Search code examples
xsltnewlineline-breaks

How do i remove all linebreaks?


I have something like this:

<node TEXT="   txt A   "/>
<node TEXT="

       txt X

"/>
<node>
   <html>
      <p>
        txt Y
      </p>
   </html>
</node>
<node TEXT="txt B"/>

and i want to use XSLT to get this:

txt A
txt X
txt Y
txt B

I want to strip all useless whitespaces and linebreaks of @TEXT's and CDATA's.

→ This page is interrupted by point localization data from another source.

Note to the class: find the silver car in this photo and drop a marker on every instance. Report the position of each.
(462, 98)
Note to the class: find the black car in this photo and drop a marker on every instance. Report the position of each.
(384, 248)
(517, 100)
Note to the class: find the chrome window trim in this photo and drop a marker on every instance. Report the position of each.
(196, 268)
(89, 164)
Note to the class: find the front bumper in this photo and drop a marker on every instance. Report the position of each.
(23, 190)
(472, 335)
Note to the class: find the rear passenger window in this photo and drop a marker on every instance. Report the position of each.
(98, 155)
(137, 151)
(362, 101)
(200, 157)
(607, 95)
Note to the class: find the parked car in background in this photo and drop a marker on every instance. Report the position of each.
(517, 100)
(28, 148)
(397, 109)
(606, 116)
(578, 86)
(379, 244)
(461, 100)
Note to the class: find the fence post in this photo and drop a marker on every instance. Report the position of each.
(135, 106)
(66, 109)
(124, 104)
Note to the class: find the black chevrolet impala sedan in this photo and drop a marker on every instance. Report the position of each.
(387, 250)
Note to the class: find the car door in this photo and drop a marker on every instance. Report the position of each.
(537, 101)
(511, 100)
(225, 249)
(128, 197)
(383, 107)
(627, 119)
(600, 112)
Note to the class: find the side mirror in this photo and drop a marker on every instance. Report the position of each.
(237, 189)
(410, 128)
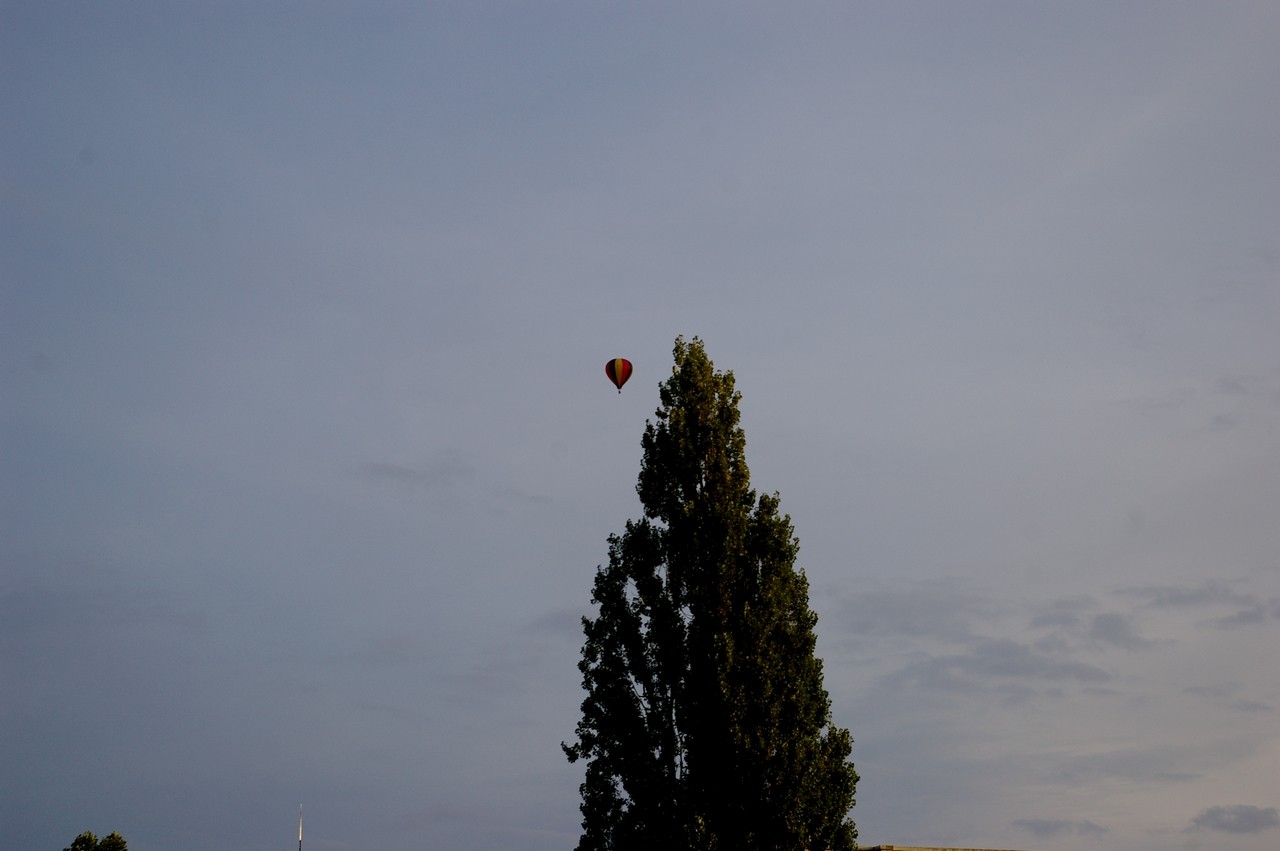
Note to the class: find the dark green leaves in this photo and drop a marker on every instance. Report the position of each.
(705, 722)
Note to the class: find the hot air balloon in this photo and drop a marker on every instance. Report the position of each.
(618, 371)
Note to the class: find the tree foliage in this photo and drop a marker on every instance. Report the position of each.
(705, 723)
(88, 841)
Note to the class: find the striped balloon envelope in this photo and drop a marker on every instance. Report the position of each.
(618, 371)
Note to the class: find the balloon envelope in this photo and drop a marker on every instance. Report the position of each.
(618, 371)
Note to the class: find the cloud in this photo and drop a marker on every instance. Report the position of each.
(1255, 613)
(1240, 818)
(1170, 596)
(1153, 764)
(996, 659)
(1116, 630)
(1046, 828)
(440, 472)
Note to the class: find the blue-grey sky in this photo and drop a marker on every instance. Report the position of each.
(309, 456)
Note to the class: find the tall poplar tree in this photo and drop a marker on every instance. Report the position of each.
(705, 723)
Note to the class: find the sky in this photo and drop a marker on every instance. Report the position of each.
(307, 457)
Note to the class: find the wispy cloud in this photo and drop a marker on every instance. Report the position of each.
(1240, 818)
(1048, 828)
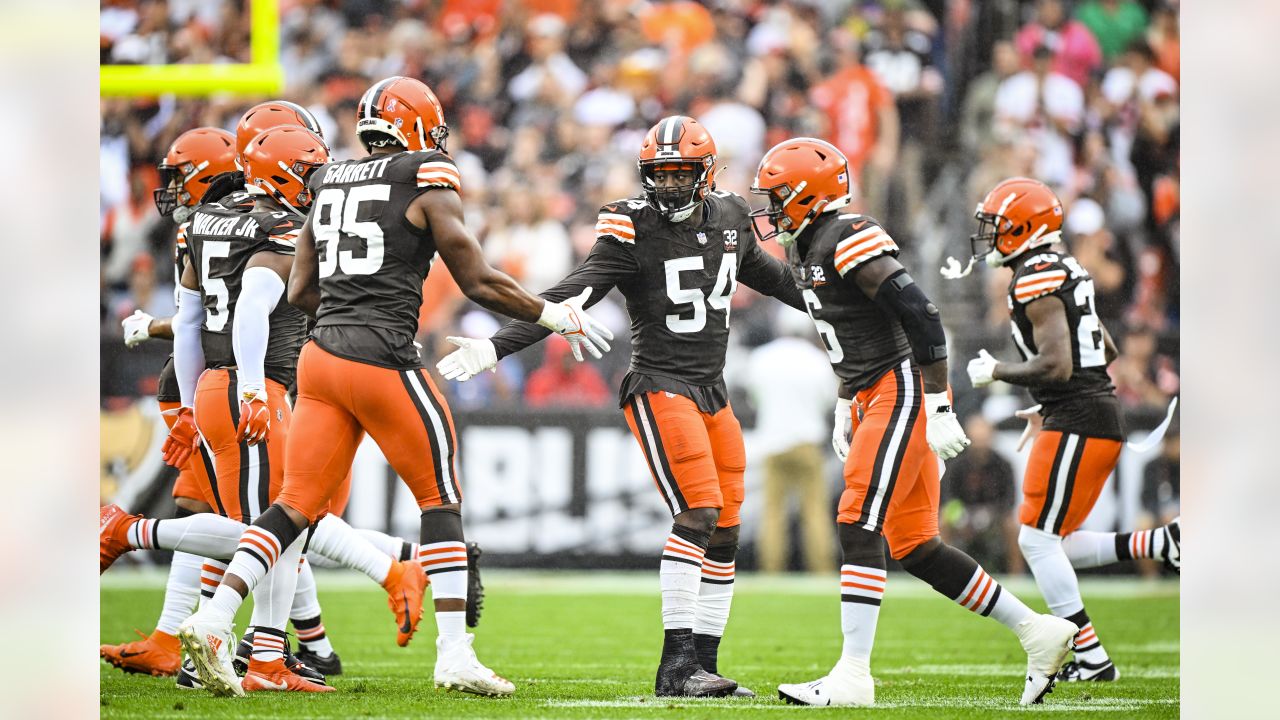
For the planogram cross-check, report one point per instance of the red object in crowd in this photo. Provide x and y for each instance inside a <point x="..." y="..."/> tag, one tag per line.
<point x="565" y="382"/>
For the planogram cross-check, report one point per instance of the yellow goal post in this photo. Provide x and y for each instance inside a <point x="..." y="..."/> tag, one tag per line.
<point x="263" y="76"/>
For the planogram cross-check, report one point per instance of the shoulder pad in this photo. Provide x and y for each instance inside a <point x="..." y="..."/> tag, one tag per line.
<point x="1043" y="273"/>
<point x="860" y="238"/>
<point x="615" y="220"/>
<point x="433" y="168"/>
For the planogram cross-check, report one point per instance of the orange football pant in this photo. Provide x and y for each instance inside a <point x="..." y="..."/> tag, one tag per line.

The only XML-input that is giving structure to the output are the <node>-tags.


Solution

  • The following transformation:

    <xsl:stylesheet version="1.0" xmlns:xsl="http://www.w3.org/1999/XSL/Transform">
    <xsl:output method="text"/>
    
    <xsl:template match="*">
      <xsl:apply-templates select="@TEXT | node()"/>
    </xsl:template>
    
    <xsl:template match="node/@TEXT | text()">
      <xsl:if test="normalize-space(.)">
        <xsl:value-of select=
         "concat(normalize-space(.), '&#xA;')"/>
      </xsl:if>
    
      <xsl:apply-templates />
    </xsl:template>
    
    </xsl:stylesheet>
    

    when applied against this XML document

    <t>
    <node TEXT="   txt A   "/>
    <node TEXT="       txt X"/>
    <node>
        <html>
            <p>        txt Y      </p>
        </html>
    </node>
    <node TEXT="txt B"/>
    </t>
    

    produces the wanted result:

    txt A
    txt X
    txt Y
    txt B

    Do note the use of the standard XPath function normalize-space(), which strips off all leading and trailing spaces and replaces every sequence of other spaces with just one space.